The twelfth edition of the Royal Melbourne Philharmonic (RMP) Aria on August 19,2018, was another reminder of how such an event can contribute to the nurturing of young vocal talent. A few weeks earlier the same venue, Deakin Edge, hosted the slightly longer running German-Australian Opera Grant (GAOG). These two prestigious competitions provide prize money, performance opportunities, education and exposure for contestants.
The RMP Aria distinguishes itself from other aria competitions by being the only Australian vocal competition entirely focused on oratorio performance. This year eight young emerging professional singers each sang one recitative and two arias. Unlike other similar competitions, the RMP aria requires all three items to be sung in one block – an arrangement that strikes me as beneficial as it allows singers to “warm up” more effectively and reduces entering and exiting delays. This was particularly welcome in what was a lengthy program.
A more important distinguishing feature of the RMP Aria is the way it is embedded in a larger musical program on the day of the competition. This year over 100 members of the RMP Choir and wider musical choral community participated in a “Sing Your Own Oratorio” project. After the finalists had completed their solo items and listeners (including choir members) had handed in their People’s Choice Award ballot papers during the short interval, they performed Antonio Lotti’s 8-part motet Crucifixus and one of the very first oratorios, Giacomo Carissimi’s Historia di Jephte.
The choir was seated on the Deakin Edge tiers at the back of stage, very much a part of proceedings during the competition segment. When it was their turn to sing they sounded as though they had been inspired by what they had just heard. All sections of the choir negotiated the 46 suspensions of the Crucifixuswith conviction and considerable clarity. The soprano semi-chorus was particularly vibrant and youthful sounding in Jephte and the men sounded disciplined and robust. It was a great credit to all choir members and to conductor Andrew Wailes that they were able to create such an impressive and coherent performance given the limited rehearsal time. As Jephte’s daughter, soprano Kate Macfarlane captured the innocence of a dutiful daughter willing to become the sacrifice promised to God by her father in exchange for victory. Brenton Spiteri clear tenor gave dramatic urgency to his portrayal of Jephte, his agile ornamentation reflecting early Baroque style. A small band of instrumentalists accompanied the choir while Calvin Bowman, who was also an adjudicator, accompanied the soloists’ extended recitatives on the organ.
A vital element that the RMP Aria and GAOG have in common is a dependence on the expertise of their accompanists. Stefan Cassomenos and Phillipa Safey have both mastered the art of transforming piano reductions into the kind of music that gives support and encouragement to the singers. Sensitivity to their needs combined with technical skill has made them highly valued artistic collaborators.

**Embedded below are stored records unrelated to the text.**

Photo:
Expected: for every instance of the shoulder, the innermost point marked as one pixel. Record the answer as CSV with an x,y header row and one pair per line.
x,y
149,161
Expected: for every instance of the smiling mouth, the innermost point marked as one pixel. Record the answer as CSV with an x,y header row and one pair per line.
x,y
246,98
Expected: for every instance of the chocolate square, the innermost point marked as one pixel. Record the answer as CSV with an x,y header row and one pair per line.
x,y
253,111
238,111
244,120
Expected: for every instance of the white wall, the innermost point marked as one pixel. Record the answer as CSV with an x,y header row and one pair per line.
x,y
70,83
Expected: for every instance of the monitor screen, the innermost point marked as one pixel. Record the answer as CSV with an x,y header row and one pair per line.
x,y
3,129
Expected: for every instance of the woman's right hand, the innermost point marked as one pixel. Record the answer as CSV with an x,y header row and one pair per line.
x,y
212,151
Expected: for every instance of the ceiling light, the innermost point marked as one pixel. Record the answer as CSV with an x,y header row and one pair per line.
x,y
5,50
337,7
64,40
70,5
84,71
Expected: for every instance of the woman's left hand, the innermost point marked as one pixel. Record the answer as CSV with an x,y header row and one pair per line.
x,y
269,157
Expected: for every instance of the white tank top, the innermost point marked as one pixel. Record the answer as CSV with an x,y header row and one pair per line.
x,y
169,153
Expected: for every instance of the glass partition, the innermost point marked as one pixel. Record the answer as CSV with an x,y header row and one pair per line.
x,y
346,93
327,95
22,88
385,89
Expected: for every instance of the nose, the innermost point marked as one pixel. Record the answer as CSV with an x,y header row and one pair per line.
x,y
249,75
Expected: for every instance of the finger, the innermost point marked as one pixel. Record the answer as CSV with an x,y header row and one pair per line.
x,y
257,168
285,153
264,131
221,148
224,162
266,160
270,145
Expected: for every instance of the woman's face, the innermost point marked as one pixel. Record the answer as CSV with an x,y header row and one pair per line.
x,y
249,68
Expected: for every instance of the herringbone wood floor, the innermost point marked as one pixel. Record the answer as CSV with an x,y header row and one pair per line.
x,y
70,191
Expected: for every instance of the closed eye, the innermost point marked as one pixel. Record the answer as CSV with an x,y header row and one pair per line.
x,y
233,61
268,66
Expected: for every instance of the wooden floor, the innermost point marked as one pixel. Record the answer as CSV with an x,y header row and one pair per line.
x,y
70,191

There is a further connection between the two competitions inasmuch as the same singers have competed and achieved success in both. Both organisations also display a strong sense of inner continuity over the years. Previous prize winners from earlier RMP competitions, Max Riebl (2016) and Nicholas Dinopoulos (2009) sang solos in Jephteand Sharon Kempton, who won the inaugural GEOG in 2003 gave a short recital that included a hair-raisingly virtuosic performance of an aria from Zimmermann’s Die Soldaten. The prize-winners listed in this year’s programs included a raft of singers who have met with significant success in opera and oratorio both at home and abroad.
Also evident in the programs was the number of times the decision of the judges coincided with the audience favourites. This year, the poised maturity and warmth of soprano Cassandra Wright’s performance took out the RMP honours and mezzo-soprano Fleuranne Brockway was a very popular winner of the GAOG. The fact that they were both female singers raises a more general concern that was touched on by Hans Henkell during his speech at the GAOG: the relative scarcity of talented new male singers. If it had not been for the withdrawal of one RMP finalist, only one of the eight would have been male. Another possible concern was the fact that not one of the GAOG finalists came from Victoria. Fortunately, two Victorians were RMP prize-winners, with Christian Smith’s rich baritone securing second place and Shakira Tsindos’s pleasing mezzo-soprano third.
When participants described their involvement in the recent Melbourne International Chamber Music Competition in terms of being in a chamber music festival rather than a competition,the emphasis was put on the thing that really matters: making music. The same could be said of the RMP Aria. Whatever the downside of vocal competitions, there is no doubt that they are valued by the singers themselves, lovers of classical singing and the generous sponsors who provide financial support.